As the stop light in front of you turns red your heart stops mid beat. Its screaming stop, do not continue. So with that you turn down what you think is unfamiliar but with every crack of the pavement you realize you know this street too. Not because of the exact name on the street sign that you have memorized as if it was your own name. But realizing that the knowing comes from the surrounding buildings, places, landmarks. They all have such meaning. Every corner was touched by you physically or mentally, by greatness. No time restraints by the greatness yet so familiar like the lingering taste of sweet cold lemonade on a hot summer day. The building doors are open., inviting you in to explore. Explore the new old history.
You must go thru one landmark at a time, you must go in the order of the buildings as If they were in a row.
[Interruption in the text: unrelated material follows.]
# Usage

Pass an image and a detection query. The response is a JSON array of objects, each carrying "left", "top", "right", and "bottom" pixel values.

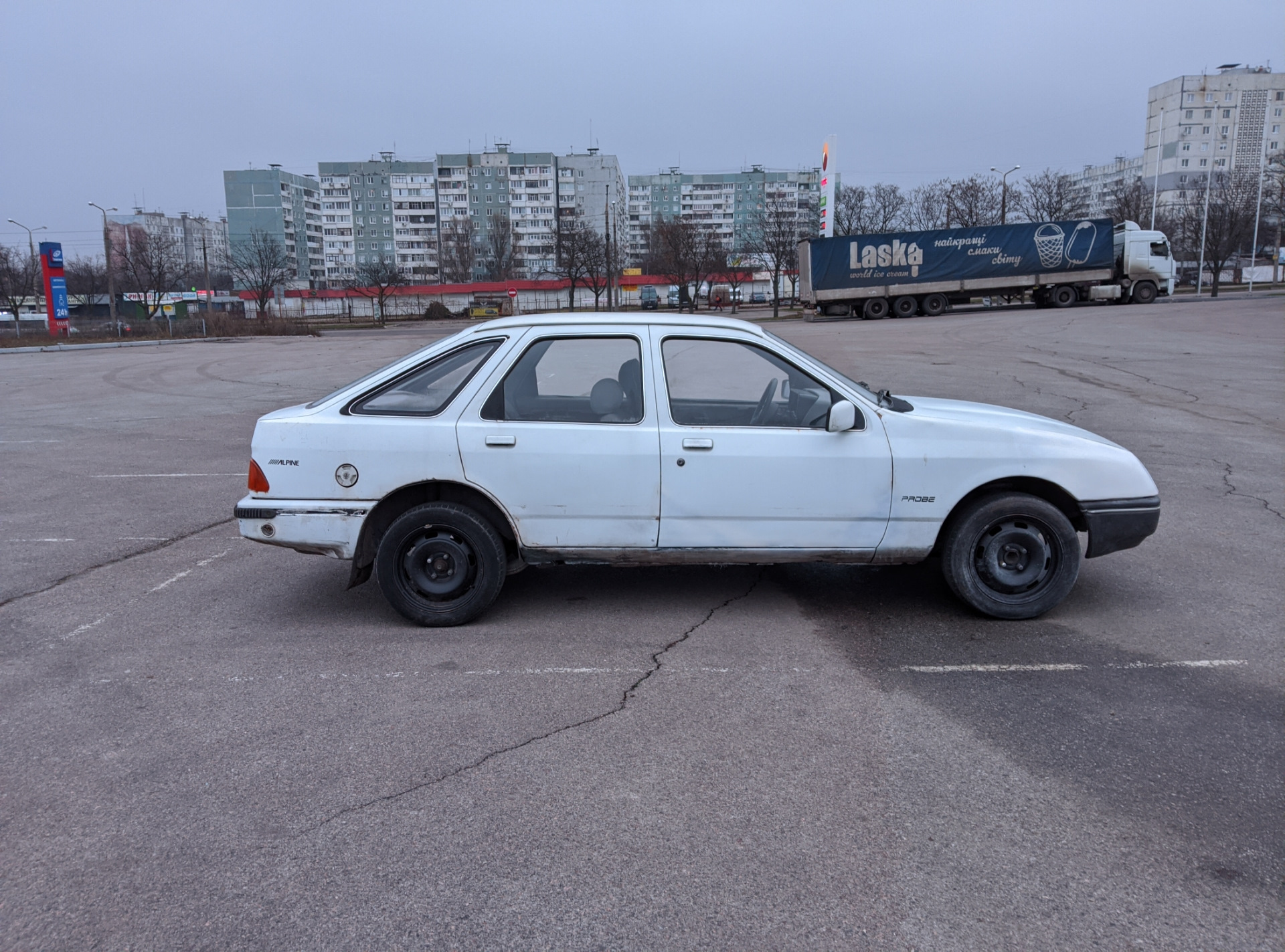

In order to get to move to the next building you have to complete the prior building. If and only if completed you are granted permission to move on, to that next now open door.
Looking at each one you contemplate what each one means to those heart pains, and joys slowly weighing the consequences. I find no balance, no reassurance to make myself continue or even start into the first building. If I go in will I feel the same way when I leave about what happened.
I slam on the breaks. My heart starts to feel a surge of rage while gazing at a landmark off in the distance. So much anger, so many tears, so many fears followed by words that all seemed perfect at the time yet my mouth couldn’t make them be said out loud. Only my internal mind could say them in a language only my soul knows. Instead they remained in my soul pushed deep in the only space darkness resides. Only brought back to the light when my memories need to breathe, to believe.
I realize when I slammed on the brakes I was directly in front of a different building less familiarity as the others but there was some recognition. I want to go to that building. The one I always looked at . You know that one that had the undeniable pull on you. Like two magnets that have been tried to be separated but still remain in the control of the force placed on them by the universe. For reasons unknown but still that draw remains. That door is closed, I am reminded of the rules I must go through all the other places and feel those landmarks before I can or even if I discover what that building hold.